1. Don't Allow Confusion to Crowd Out Clarity
There is very little in our world that has not been shaken in some way by this. Science, schools, politics, family, and the church are suffering from confusion because of reports of “truth” that disagree with each other. Even worse, how someone feels seems to be more important than anything else.
If you travel out of state regularly, you know what I’m talking about. Every governor is giving different guidelines, making it impossible to keep up with the ever-changing list of “mandates,” “requirements,” and “recommendations” because they are inconsistent at best. For example, check out Grace Community Church’s recent experience in California.

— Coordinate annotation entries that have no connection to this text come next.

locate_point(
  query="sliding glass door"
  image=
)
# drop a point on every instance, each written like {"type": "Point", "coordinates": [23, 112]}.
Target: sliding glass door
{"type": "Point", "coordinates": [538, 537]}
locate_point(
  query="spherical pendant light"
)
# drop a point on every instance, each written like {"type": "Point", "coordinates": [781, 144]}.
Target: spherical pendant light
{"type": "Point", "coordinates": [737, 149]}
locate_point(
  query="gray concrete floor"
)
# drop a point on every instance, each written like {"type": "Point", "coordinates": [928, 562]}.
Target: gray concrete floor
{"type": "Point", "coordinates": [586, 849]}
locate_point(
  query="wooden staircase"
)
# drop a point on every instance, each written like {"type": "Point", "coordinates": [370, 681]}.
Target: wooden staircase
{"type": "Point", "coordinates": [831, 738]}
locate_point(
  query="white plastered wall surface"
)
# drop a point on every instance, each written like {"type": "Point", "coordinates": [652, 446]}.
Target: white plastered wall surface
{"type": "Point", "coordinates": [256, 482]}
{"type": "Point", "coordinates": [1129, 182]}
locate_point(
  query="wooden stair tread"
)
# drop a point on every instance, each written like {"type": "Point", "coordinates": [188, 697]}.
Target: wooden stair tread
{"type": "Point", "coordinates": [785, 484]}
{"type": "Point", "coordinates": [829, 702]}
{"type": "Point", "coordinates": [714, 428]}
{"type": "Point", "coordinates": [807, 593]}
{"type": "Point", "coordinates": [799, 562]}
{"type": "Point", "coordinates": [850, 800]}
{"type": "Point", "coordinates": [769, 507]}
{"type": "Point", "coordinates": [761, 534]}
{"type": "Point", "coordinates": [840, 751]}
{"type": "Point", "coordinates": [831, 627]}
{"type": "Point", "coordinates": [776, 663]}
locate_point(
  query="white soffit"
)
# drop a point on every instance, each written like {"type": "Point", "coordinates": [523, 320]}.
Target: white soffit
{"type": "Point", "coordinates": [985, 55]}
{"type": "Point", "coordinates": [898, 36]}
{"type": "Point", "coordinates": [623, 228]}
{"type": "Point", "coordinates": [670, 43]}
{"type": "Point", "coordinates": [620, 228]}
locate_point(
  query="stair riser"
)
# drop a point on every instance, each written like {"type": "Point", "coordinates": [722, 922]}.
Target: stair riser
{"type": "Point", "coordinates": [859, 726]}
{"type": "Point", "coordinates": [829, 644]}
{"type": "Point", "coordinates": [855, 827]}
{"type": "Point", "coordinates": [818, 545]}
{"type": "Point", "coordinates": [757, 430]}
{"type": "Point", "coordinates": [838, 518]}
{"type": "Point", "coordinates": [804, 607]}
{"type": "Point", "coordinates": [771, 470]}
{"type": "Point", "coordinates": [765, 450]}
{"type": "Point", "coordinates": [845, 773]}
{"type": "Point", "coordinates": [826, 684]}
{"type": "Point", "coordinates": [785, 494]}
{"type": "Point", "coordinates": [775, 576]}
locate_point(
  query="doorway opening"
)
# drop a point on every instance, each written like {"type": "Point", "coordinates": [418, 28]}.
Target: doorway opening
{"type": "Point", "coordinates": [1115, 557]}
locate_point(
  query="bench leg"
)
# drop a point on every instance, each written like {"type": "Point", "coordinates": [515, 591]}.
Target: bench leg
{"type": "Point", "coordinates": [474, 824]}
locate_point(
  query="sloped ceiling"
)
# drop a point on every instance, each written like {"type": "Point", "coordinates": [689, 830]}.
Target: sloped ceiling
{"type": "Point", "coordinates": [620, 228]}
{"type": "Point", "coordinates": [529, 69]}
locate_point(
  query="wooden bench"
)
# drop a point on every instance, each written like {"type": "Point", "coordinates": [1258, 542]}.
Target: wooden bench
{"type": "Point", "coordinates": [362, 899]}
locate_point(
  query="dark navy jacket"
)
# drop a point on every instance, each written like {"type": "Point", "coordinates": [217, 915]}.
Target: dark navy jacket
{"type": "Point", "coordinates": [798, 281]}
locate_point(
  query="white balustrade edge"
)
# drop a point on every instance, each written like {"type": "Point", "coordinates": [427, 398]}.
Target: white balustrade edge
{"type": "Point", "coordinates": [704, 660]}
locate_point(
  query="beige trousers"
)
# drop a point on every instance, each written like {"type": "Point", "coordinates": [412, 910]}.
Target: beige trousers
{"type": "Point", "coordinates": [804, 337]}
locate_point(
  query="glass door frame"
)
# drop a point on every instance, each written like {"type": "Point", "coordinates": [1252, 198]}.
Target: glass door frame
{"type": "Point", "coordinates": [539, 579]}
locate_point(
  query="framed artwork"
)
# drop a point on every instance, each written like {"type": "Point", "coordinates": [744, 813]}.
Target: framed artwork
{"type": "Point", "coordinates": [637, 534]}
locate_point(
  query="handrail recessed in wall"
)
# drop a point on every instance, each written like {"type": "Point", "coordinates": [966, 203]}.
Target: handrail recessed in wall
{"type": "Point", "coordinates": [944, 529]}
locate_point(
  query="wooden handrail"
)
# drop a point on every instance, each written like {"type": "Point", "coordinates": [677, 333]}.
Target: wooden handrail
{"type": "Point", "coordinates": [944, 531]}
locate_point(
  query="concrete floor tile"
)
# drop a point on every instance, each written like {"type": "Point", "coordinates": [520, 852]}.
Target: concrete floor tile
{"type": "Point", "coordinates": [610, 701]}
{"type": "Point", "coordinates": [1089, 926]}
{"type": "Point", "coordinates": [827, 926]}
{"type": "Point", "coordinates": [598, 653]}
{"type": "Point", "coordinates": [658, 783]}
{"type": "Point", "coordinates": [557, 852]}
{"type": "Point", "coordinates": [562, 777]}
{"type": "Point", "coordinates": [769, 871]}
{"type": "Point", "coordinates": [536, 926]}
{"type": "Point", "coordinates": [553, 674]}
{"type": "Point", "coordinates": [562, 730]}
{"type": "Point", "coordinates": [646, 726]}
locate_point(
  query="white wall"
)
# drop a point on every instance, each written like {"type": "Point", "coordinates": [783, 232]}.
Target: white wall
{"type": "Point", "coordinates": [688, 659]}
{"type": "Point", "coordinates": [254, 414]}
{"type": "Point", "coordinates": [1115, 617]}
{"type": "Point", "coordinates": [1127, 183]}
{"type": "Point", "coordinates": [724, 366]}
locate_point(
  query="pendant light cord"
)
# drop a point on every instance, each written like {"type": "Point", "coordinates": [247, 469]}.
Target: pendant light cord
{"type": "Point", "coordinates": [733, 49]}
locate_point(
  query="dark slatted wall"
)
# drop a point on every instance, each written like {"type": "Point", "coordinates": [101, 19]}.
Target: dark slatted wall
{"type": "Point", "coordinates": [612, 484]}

As a result of this confusion, many leaders (especially church and ministry leaders) have lost any clarity in their vision and certainty of their purpose. Ministries, churches, and whole denominations have lost momentum and put their mission on hold because they are confused about who to listen to, which way to go, and what to do next.
2. Focus on Faith So it Isn't Replaced by Fear
One of the best life lessons that I learned from playing football in high school is that to be effective on the field, I have to forget about all the bad things that could happen and just play the game. In fact, if I played scared, I was more likely to get hurt. I’m not talking about being oblivious, I’m just talking about being courageous to do what I am supposed to be doing.
Now let’s get real. While it is statistically unlikely, you or a family member really could die from the coronavirus, couldn’t they? Yes. Just like you could die from a car accident, the flu, cancer, Ebola, a sports injury, and (in rare cases) slipping in the shower.
As a matter of fact, it is 100% guaranteed that you will die of something someday (probably sooner than you want). It has been that way since Adam and Eve ate that stinking piece of fruit in the Garden of Eden. That is what we mean by the “wages of sin is death.”
Living in reality is one thing—but being too afraid to live your life is another. A few months ago, that was called hypochondria; today it is called normal. Whether masks, gloves, and hand sanitizer dispensers are the right measures to take or not, nothing must keep us from worshiping God corporately, discipling others, serving the needy, and living our life on mission.
If we all stay home—who is going to care for the sick, feed the poor, serve the widows, bless the lonely, and love on others in all the ways that require human interaction and touch?